KYIV, Ukraine — Hundreds of people marched in the Ukrainian capital as part of a memorial to the victims of the Chernobyl nuclear plant explosions, 32 years ago Thursday. Mourners lit candles and lay flowers and wreaths at Kyiv’s Memorial Hill of Chernobyl Heroes.
President Petro Poroshenko wrote a Facebook post urging Ukraine and the world to do everything possible to make sure a future disaster is impossible.
“[Chernobyl] will forever remain an open wound for us,” he wrote.
Two explosions rocked Unit 4 at the Chernobyl plant on April 26, 1986, a disaster that would later be blamed on a combination of a flawed Soviet design for the reactor and human error. The initial blast killed two people; another 29, many of them firefighters, died in the immediate aftermath.

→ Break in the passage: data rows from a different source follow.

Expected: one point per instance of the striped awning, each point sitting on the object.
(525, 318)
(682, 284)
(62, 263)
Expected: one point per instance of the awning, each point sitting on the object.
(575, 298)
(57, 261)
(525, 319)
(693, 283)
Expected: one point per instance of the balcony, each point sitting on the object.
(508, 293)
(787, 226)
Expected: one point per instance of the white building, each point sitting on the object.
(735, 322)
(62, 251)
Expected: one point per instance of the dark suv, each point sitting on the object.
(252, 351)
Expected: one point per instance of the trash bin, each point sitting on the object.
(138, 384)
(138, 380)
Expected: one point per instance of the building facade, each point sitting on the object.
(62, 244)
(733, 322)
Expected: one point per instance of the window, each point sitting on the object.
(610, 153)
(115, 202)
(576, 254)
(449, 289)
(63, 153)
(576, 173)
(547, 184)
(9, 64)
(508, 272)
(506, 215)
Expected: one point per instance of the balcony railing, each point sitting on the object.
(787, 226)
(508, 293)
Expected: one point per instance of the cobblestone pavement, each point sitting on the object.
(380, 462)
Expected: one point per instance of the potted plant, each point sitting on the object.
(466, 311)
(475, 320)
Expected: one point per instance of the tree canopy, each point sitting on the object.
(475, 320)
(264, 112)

In the days after the accident, officials evacuated the 45,000 residents of the nearby town of Pripyat, where most of the plant’s workers lived. More of the surrounding area would be evacuated in the weeks afterward.
To this day, the Chernobyl Exclusion Zone extends in a radius about 20 miles out from the ruined reactor, totaling about 1,000 square miles. The Ukrainian government restricts access to the area. It is hard to say when the exclusion zone would be considered habitable again, though some authorities put that in the hundreds or even thousands of years. However, wildlife roams the region and thrives in the absence of the people who used to live there.
Scientists believe one in four cases of thyroid cancer in the region since the disaster can be attributed to the accident, though there is much debate about whether the radiation is responsible for any other regional health consequences. In 2005, the United Nations estimated Chernobyl was to blame for 4,000 deaths, mostly related to exposure to radiation; Greenpeace International estimates the death toll is much higher, at 90,000 deaths. There is less debate that Ukraine, Russia and Belarus, all former Soviet states that share borders near the reactor, have residents who were affected.